INTEXseas

Extreme season substructures

What makes and extremely hot summer? Hotter hot days, more hot days or milder cold summer days?

The first INTEXseas study has recently been published in the new EGU journal Weather and Climate Dynamics. In this study, a team of INTEXseas researchers introduce the concept of “extreme season substructure”, which recognizes that an individual season is invariably composed of different parts which may contribute unequally to the seasonal mean anomaly of the variable of interest. The authors focus on extremely hot summers in the Northern Hemisphere and quantify, how much each rank day (i.e., the coldest day of the season, the second coldest or the hottest day of the season) contribute to the seasonal mean temperature anomaly. To do so, Community Earth System Model (CESM) simulations as well as re-analysis data has been used and it has been shown that this substructure varies considerably in space. In India, for example, the hottest third of the summer days typically contribute about two thirds to the seasonal mean temperature anomaly. In the western US, however, milder than normal cool summer days are essential for generating extremely hot summers. Moreover, both data sets agree remarkably well on the spatial pattern in the substructure of their respective extreme summers.

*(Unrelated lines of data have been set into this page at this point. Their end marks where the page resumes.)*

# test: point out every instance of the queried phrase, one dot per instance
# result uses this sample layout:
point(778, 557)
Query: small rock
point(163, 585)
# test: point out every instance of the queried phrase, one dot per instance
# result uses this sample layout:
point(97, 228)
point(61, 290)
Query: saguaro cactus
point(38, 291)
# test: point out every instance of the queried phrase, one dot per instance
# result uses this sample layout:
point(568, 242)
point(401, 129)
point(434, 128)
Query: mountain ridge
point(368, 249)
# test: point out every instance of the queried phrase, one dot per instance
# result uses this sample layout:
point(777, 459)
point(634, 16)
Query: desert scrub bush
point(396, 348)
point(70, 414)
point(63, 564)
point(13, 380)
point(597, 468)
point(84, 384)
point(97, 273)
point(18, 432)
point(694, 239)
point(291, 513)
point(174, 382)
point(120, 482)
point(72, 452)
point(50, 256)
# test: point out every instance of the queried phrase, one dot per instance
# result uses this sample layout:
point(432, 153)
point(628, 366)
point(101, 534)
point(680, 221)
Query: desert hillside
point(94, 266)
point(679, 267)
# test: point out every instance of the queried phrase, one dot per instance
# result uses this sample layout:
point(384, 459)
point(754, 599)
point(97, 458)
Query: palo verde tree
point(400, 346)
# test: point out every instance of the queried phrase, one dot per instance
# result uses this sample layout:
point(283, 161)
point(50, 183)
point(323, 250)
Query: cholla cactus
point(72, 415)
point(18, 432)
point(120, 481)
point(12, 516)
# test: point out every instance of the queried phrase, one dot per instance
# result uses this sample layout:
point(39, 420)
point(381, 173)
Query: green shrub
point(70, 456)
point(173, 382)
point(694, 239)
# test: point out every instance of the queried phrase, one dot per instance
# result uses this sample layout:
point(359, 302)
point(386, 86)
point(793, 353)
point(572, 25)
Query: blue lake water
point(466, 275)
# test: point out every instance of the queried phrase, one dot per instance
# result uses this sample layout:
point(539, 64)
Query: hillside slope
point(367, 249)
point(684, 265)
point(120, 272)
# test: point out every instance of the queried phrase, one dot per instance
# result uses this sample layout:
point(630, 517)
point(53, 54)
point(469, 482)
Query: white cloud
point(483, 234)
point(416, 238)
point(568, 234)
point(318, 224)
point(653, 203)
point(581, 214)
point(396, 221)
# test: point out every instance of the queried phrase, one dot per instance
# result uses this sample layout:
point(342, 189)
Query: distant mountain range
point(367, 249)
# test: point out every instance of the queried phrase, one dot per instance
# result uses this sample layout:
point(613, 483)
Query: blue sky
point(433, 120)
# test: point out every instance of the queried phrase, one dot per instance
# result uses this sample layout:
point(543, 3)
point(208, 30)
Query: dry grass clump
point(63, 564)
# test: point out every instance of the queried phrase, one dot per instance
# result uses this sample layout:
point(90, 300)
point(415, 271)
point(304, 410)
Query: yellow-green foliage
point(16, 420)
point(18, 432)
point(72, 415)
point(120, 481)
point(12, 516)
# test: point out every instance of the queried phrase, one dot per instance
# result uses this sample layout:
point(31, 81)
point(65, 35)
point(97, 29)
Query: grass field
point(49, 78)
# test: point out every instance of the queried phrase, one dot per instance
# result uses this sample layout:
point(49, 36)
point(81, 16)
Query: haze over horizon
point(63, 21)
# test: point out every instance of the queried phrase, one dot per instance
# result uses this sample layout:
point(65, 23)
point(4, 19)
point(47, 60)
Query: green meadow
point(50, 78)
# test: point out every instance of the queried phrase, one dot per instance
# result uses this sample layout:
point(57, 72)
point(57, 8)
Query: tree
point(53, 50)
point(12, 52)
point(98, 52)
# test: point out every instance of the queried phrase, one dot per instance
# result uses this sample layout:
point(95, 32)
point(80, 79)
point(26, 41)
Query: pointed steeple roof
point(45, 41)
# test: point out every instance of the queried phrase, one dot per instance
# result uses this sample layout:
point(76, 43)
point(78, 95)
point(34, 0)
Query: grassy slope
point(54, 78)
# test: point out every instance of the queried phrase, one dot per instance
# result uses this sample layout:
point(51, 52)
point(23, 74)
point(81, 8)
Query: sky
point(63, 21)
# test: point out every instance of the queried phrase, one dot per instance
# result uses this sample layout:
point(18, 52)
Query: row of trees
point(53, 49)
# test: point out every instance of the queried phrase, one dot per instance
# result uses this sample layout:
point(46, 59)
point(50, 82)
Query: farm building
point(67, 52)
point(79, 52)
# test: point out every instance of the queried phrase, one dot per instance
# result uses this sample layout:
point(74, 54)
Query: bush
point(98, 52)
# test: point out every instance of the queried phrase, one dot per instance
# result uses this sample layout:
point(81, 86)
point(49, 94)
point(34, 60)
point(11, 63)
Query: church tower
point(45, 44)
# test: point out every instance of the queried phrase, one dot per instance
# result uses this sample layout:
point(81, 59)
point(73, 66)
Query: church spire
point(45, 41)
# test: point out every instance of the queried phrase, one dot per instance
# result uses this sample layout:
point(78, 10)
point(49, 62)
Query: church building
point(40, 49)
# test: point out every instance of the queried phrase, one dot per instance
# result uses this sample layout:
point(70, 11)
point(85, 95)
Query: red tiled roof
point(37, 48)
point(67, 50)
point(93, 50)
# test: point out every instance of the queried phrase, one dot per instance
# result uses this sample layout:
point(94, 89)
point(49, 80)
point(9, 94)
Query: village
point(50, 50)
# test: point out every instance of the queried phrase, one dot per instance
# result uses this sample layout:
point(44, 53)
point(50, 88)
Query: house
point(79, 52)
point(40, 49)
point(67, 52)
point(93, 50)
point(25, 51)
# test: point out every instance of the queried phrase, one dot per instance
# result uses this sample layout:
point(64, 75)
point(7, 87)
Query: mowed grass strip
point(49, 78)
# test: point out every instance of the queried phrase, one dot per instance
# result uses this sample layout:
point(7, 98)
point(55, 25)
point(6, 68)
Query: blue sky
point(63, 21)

The findings of this study are excellent news for the INTEXseas project as a whole, as it testifies to the ability of CESM to simulate the processes relevant to the formation of the hottest summers. Moreover, the concept of extreme season substructure and in particular the methodology developed in this study to assess extreme season substructures will be applied to extreme seasons of different variables.

 

The Figure shows in panel (a) the July–August temperature anomaly during the 5 hottest ERA-Interim summers in 1979-2018 at each grid point.  Panels (b-e) depict “rank day anomalies” for selected grid points, which indicate how much warmer or colder a particular rank day in a given season was compared to its climatology at the respective grid point. The five hottest summers at each of these grid points are highlighted in color, while the remaining summers appear as light gray lines.